きっと、先輩に言われた方が困った。翔のことを気にしないふり、出来なかったと思うから。

だから、むしろこれで良かった。

「佳奈ちゃん…」

隣に立っていた先輩が、私に一歩近づく。

「ずるいこと言っていい?」

急に真面目な顔になった先輩。
ドクン…と、緊張する。

「何ですか…?」

やっと口を開くと、先輩は私の手を取って、

「どこにも行かないで」

真っ直ぐ、私を見てそう言った…。

本当に、夏祭り以前に関わったことなんてないし、先輩にはちゃんとした彼女だって居たはず。

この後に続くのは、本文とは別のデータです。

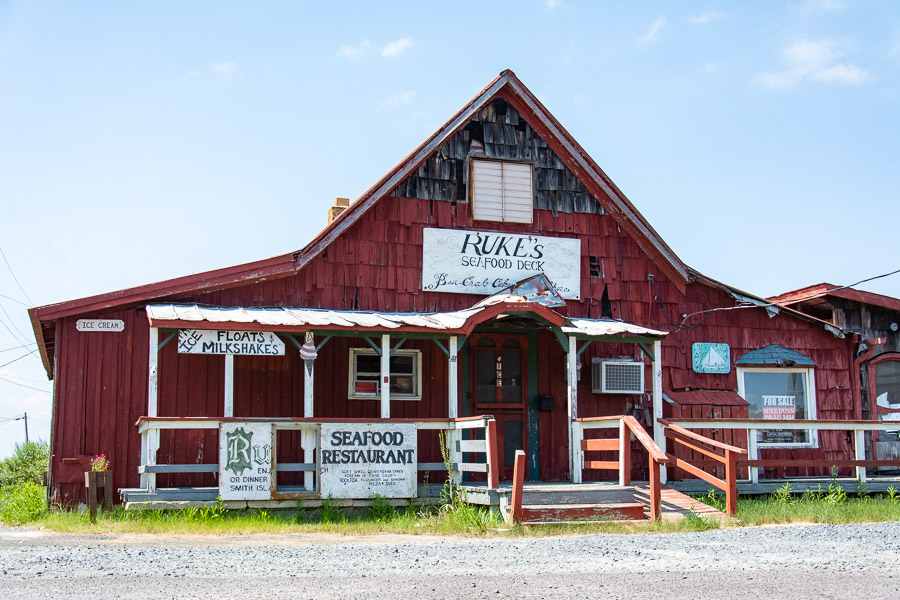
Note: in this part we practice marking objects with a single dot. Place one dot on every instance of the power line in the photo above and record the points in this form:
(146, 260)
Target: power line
(16, 347)
(13, 299)
(778, 304)
(23, 385)
(20, 358)
(16, 279)
(12, 322)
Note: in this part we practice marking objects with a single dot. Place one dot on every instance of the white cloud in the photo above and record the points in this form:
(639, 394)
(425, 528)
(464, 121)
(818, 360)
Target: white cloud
(807, 60)
(823, 6)
(225, 69)
(401, 98)
(364, 47)
(653, 33)
(895, 51)
(395, 48)
(707, 17)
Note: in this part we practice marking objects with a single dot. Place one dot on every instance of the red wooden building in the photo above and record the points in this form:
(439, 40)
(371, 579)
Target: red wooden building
(386, 299)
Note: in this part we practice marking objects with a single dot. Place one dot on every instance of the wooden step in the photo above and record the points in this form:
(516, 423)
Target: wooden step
(612, 494)
(561, 513)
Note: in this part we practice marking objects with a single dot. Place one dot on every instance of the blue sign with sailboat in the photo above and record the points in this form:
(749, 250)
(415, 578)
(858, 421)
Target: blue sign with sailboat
(711, 358)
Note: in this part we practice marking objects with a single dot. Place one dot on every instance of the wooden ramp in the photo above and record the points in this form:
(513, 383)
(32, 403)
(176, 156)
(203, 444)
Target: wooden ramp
(674, 504)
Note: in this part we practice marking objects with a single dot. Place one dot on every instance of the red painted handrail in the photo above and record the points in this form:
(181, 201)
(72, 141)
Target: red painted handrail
(710, 448)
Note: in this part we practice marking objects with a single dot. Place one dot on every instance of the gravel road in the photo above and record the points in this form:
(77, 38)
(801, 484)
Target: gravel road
(799, 561)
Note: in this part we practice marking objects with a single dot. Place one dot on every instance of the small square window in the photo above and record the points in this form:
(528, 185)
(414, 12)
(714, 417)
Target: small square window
(365, 374)
(502, 191)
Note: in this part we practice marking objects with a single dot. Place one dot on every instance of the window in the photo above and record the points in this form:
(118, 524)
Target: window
(365, 374)
(502, 191)
(884, 385)
(783, 394)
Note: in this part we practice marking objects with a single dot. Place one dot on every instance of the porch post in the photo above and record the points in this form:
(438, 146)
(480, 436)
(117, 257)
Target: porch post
(452, 384)
(572, 405)
(308, 437)
(659, 435)
(150, 438)
(386, 376)
(229, 385)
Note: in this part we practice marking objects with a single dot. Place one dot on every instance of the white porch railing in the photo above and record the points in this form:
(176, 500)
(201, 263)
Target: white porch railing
(753, 426)
(150, 428)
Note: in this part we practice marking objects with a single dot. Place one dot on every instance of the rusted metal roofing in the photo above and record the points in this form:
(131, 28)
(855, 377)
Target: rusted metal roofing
(705, 397)
(775, 355)
(603, 327)
(456, 322)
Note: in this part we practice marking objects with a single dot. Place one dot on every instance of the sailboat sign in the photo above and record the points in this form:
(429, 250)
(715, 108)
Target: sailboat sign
(711, 358)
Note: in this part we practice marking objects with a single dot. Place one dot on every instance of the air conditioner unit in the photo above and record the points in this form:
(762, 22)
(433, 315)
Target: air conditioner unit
(617, 377)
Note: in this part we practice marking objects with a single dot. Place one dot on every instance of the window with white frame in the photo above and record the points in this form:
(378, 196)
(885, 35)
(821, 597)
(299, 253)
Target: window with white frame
(784, 394)
(502, 191)
(365, 374)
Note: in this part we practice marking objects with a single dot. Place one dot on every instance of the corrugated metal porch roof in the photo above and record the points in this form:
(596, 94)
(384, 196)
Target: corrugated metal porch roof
(304, 319)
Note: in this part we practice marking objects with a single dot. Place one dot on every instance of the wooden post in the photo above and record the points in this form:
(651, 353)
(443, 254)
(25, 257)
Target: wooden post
(859, 446)
(308, 437)
(452, 377)
(515, 509)
(386, 376)
(493, 456)
(229, 385)
(731, 483)
(624, 454)
(152, 403)
(655, 492)
(659, 434)
(753, 454)
(572, 407)
(94, 480)
(578, 463)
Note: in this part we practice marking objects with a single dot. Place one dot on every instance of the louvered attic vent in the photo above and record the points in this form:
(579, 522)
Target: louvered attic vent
(617, 377)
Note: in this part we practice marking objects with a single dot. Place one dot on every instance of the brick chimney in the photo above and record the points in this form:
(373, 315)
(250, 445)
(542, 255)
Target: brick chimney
(340, 205)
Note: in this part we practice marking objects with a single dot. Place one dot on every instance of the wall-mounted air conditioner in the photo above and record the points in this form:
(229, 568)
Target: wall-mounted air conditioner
(617, 377)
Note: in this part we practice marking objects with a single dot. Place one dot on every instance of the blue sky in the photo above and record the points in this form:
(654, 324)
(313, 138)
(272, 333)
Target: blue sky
(143, 141)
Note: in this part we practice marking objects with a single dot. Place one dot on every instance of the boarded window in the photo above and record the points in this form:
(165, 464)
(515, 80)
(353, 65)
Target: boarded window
(502, 191)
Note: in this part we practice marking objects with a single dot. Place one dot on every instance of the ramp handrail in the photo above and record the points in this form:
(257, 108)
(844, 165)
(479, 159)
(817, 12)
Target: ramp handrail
(627, 425)
(710, 448)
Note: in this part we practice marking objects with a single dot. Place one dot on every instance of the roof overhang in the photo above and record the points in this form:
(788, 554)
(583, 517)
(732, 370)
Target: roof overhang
(438, 324)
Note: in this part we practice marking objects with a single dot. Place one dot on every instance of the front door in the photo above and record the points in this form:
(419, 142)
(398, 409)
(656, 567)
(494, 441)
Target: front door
(499, 382)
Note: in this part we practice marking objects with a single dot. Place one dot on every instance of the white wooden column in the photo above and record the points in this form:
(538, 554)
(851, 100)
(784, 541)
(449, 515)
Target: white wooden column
(308, 437)
(572, 408)
(659, 435)
(386, 376)
(753, 454)
(229, 385)
(452, 376)
(150, 438)
(859, 446)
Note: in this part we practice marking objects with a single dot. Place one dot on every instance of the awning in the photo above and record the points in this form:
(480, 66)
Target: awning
(461, 322)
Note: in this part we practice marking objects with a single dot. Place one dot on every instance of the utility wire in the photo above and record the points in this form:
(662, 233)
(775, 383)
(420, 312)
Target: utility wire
(20, 358)
(16, 347)
(13, 299)
(778, 304)
(23, 385)
(16, 279)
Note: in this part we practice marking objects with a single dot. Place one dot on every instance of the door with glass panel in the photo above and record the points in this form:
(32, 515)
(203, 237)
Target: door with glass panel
(499, 387)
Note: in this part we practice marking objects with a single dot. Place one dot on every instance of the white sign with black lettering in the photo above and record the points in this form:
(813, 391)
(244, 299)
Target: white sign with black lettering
(210, 341)
(485, 262)
(245, 461)
(100, 325)
(360, 460)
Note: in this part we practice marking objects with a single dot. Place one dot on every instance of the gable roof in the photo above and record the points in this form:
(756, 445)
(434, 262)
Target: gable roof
(775, 355)
(506, 85)
(820, 291)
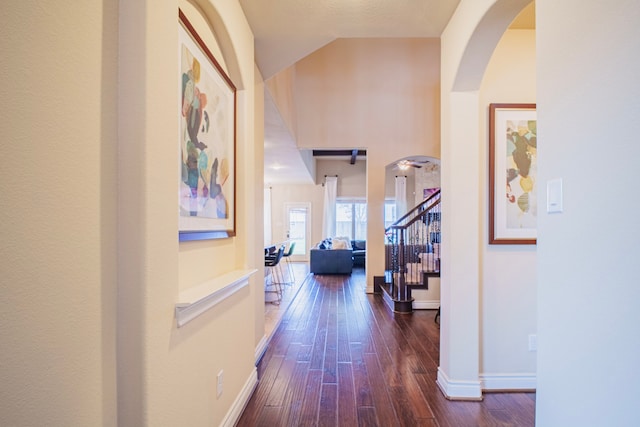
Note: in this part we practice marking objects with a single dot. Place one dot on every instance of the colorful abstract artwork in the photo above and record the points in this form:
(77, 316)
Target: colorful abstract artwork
(206, 141)
(513, 146)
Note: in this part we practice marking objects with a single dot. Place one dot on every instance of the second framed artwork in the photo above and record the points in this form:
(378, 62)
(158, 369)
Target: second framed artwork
(513, 155)
(207, 141)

いつ、どのタイミングで私を好きになったのか、さっぱり分からない。

でも今、先輩は私のことを本気で想ってくれてる…それが、痛いほど伝わって来た。

「……」

だんだんと縮まる、私と先輩の距離。

ずるい…。
そんな切なそうな顔をされたら、逃げられないじゃん…。

ううん、逃げちゃいけない。
私は先輩の彼女なんだから…。

同意するように目を閉じると、私たちの顔は静かに重なった…。


初めての感触は、冷たかった。

それは…想像していたよりも、切なくて、苦しかった-…。